The town has allocated more than two-thirds of the $15 million in free cash it stockpiled over the past decade into the general budget with the schools being the chief driver, having witnessed an unprecedented 12.7 percent increase in expenses in fiscal ’24. The School District points out the record rise as a combination of two significant factors: the cost of opening the new Middle School on Concord Avenue and a historic jump in Special Education expenditures, specifically Out-of-District placement of students, that hit the budget hard.
The decision to squirrel away all future state funds is due to the realities the town is facing that it will be facing an $11 million shortfall in fiscal ’25 and $12 million in fiscal ’26. Current calculations show the town will have $5 million in the rainy day fund in fiscal ’25.
By marshaling all available state aid into free cash now, according to town officials, reduce the size of the Proposition 2 1/2 override request set to be on the ballot next April. Observers believe voters will not be amenable to a double-digit request, pointing to the rejected override this month by Newton voters that would have closed its school district’s $6 million budget gap.
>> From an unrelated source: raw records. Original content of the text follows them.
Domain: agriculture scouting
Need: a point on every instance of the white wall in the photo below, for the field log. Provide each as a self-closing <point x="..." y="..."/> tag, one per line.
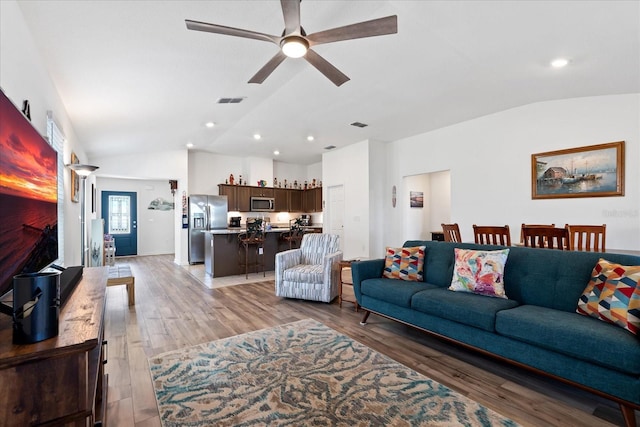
<point x="156" y="230"/>
<point x="24" y="75"/>
<point x="439" y="200"/>
<point x="338" y="169"/>
<point x="416" y="221"/>
<point x="489" y="159"/>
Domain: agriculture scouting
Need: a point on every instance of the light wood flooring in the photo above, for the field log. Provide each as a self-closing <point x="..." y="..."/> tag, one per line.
<point x="174" y="309"/>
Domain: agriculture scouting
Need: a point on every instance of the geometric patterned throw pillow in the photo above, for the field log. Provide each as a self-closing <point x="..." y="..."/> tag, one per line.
<point x="405" y="263"/>
<point x="613" y="295"/>
<point x="479" y="272"/>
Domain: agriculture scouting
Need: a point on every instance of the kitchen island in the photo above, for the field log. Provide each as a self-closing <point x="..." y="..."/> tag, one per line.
<point x="222" y="250"/>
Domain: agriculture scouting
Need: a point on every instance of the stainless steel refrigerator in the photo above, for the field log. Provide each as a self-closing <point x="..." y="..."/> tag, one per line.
<point x="206" y="212"/>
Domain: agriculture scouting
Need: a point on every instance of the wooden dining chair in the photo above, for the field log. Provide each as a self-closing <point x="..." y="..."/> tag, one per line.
<point x="545" y="237"/>
<point x="533" y="225"/>
<point x="492" y="235"/>
<point x="451" y="232"/>
<point x="590" y="238"/>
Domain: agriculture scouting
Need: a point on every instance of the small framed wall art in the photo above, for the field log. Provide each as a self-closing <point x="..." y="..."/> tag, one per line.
<point x="416" y="199"/>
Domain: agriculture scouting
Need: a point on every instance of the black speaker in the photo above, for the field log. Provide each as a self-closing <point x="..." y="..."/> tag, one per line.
<point x="36" y="307"/>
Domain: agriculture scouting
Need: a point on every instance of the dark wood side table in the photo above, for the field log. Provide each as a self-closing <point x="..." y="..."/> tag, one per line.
<point x="346" y="280"/>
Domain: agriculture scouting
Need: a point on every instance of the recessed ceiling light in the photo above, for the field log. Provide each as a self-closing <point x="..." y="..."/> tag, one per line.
<point x="559" y="62"/>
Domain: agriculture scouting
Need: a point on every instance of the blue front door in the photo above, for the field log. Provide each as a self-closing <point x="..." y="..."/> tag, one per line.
<point x="120" y="220"/>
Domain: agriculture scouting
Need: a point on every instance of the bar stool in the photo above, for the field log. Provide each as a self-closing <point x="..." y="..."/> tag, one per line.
<point x="250" y="242"/>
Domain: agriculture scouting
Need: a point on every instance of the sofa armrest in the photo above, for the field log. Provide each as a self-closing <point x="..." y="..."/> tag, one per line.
<point x="363" y="270"/>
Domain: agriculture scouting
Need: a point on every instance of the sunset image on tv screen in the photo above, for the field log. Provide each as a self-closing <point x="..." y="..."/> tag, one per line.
<point x="27" y="169"/>
<point x="28" y="197"/>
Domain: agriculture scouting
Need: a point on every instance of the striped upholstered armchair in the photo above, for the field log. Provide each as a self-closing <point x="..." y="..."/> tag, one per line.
<point x="310" y="272"/>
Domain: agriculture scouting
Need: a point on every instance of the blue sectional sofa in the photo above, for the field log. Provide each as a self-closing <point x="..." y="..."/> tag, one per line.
<point x="537" y="327"/>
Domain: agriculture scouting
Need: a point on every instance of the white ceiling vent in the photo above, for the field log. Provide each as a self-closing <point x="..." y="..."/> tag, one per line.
<point x="360" y="125"/>
<point x="230" y="100"/>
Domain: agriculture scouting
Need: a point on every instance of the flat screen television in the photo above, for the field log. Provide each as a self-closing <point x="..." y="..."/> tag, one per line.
<point x="28" y="197"/>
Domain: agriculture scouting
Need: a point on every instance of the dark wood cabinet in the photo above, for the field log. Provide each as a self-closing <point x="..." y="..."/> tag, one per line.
<point x="61" y="380"/>
<point x="282" y="199"/>
<point x="262" y="192"/>
<point x="238" y="196"/>
<point x="286" y="199"/>
<point x="295" y="201"/>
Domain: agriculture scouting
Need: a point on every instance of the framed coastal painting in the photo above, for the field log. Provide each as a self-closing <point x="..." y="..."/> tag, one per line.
<point x="591" y="171"/>
<point x="75" y="180"/>
<point x="416" y="199"/>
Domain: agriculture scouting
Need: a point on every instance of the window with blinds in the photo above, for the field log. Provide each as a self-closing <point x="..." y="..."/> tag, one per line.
<point x="56" y="139"/>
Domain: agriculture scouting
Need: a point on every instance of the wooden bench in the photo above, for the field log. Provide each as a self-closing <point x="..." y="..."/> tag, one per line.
<point x="121" y="275"/>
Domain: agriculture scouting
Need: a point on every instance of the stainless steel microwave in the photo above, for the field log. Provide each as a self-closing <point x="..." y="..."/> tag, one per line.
<point x="262" y="204"/>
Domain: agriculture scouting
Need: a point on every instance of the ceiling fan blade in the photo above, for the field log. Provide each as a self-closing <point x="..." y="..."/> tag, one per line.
<point x="291" y="12"/>
<point x="331" y="72"/>
<point x="375" y="27"/>
<point x="230" y="31"/>
<point x="268" y="68"/>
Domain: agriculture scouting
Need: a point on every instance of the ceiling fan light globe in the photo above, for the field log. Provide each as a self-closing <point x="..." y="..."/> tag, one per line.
<point x="294" y="46"/>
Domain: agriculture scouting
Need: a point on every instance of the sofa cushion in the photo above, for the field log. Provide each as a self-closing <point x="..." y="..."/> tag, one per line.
<point x="304" y="273"/>
<point x="398" y="292"/>
<point x="462" y="307"/>
<point x="613" y="295"/>
<point x="573" y="335"/>
<point x="404" y="263"/>
<point x="479" y="272"/>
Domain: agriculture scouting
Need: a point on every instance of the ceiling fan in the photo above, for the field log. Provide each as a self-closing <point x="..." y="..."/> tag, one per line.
<point x="295" y="43"/>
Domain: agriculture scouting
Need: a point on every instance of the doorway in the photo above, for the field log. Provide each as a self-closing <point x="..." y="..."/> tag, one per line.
<point x="335" y="195"/>
<point x="119" y="210"/>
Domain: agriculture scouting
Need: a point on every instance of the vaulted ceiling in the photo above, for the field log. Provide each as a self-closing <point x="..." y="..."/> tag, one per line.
<point x="134" y="79"/>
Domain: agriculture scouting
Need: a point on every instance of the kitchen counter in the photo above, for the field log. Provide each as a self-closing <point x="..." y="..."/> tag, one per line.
<point x="313" y="228"/>
<point x="222" y="255"/>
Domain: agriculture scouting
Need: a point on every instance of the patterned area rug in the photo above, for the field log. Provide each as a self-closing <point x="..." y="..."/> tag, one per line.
<point x="300" y="374"/>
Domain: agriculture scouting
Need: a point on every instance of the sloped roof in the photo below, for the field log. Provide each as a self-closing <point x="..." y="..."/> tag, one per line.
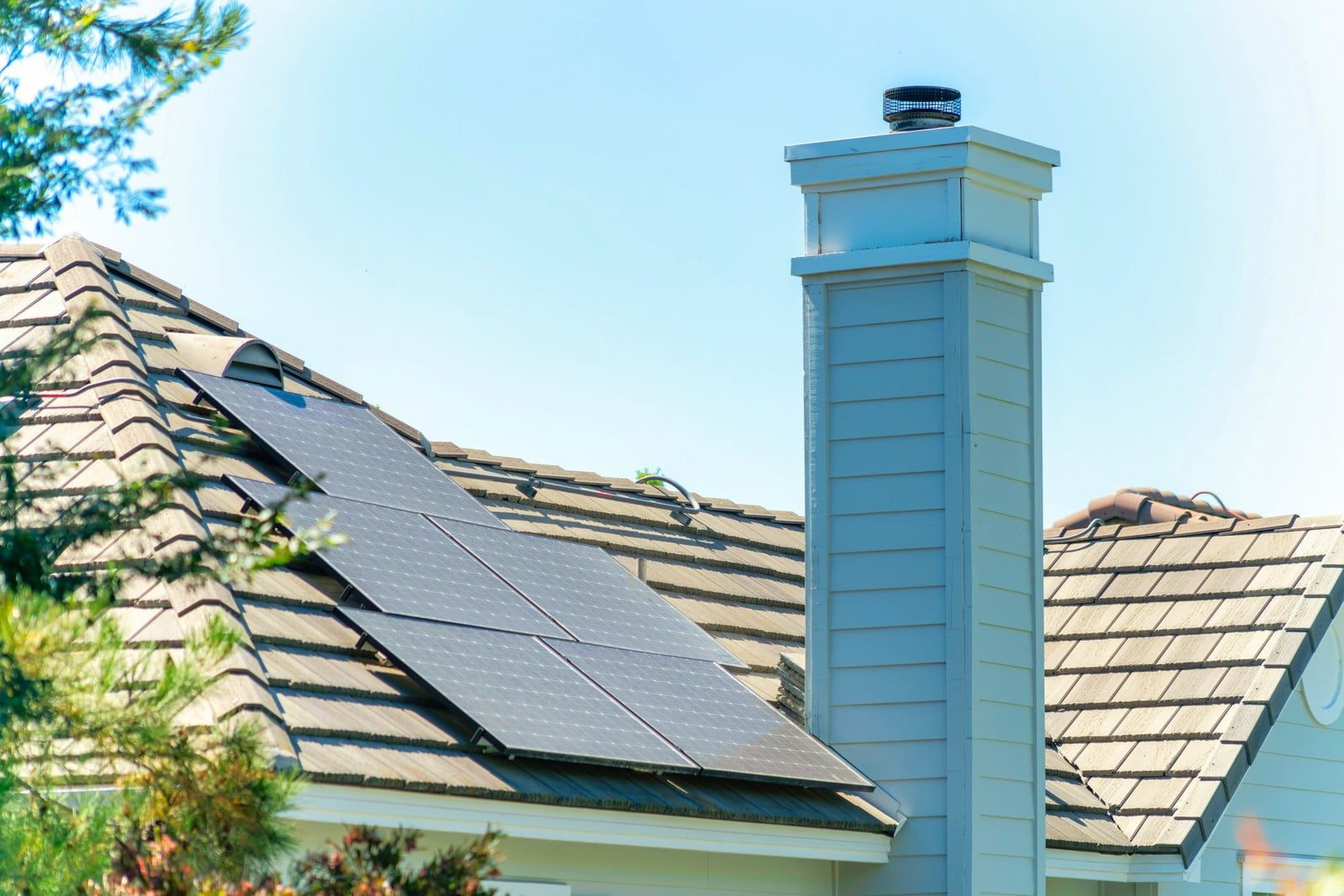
<point x="1169" y="651"/>
<point x="1171" y="645"/>
<point x="336" y="711"/>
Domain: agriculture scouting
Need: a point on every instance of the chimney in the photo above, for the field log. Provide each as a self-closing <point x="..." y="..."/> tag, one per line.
<point x="921" y="284"/>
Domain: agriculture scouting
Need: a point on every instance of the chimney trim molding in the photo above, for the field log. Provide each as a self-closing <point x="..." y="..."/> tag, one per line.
<point x="921" y="139"/>
<point x="924" y="254"/>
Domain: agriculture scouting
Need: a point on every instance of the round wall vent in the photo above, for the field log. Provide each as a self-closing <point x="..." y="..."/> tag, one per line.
<point x="1323" y="684"/>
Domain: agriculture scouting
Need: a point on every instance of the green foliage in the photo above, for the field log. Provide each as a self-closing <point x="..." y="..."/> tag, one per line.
<point x="107" y="66"/>
<point x="80" y="705"/>
<point x="363" y="864"/>
<point x="652" y="472"/>
<point x="116" y="778"/>
<point x="369" y="862"/>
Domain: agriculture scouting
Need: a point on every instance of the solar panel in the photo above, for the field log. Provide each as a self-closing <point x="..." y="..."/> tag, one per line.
<point x="356" y="454"/>
<point x="712" y="718"/>
<point x="405" y="564"/>
<point x="589" y="593"/>
<point x="526" y="698"/>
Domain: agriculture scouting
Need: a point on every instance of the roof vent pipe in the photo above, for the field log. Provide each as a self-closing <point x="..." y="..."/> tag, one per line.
<point x="920" y="107"/>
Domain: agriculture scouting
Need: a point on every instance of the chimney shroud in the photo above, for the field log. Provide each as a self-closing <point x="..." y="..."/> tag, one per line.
<point x="924" y="570"/>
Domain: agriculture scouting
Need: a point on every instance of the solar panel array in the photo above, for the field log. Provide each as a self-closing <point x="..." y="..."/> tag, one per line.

“We know we need to have an override for fiscal ’25,” said Jennifer Hewitt, the town’s assistant town administrator and finance director. “But the goal is to try to make that number a winnable number” so the town isn’t stuck with “really, really bad decisions” if the override fails.
“We need to think about next year,” said Mark Paolillo, Select Board chair.
And having reserves in free cash will be critical in the worst-case scenario if voters bail on an override. The account will be used to mitigate what soon-to-be Select Board member Elizabeth Dionne described as a possible “blood bath” where the town and school district will see entire departments and services decimated with a back of the envelope calculations predicting a 10 percent cut in teaching positions.
While sympathetic to town and schools requests, Adam Dash – who will be giving up his seat on the board on April 4 – said “it’s a very dire situation, and unfortunately, it’s a bit of a zero-sum game at this point” as the town seeks a fiscally prudent solution. “The problem is that we need to bank some money and not deplete the entire savings account, what free cash is.”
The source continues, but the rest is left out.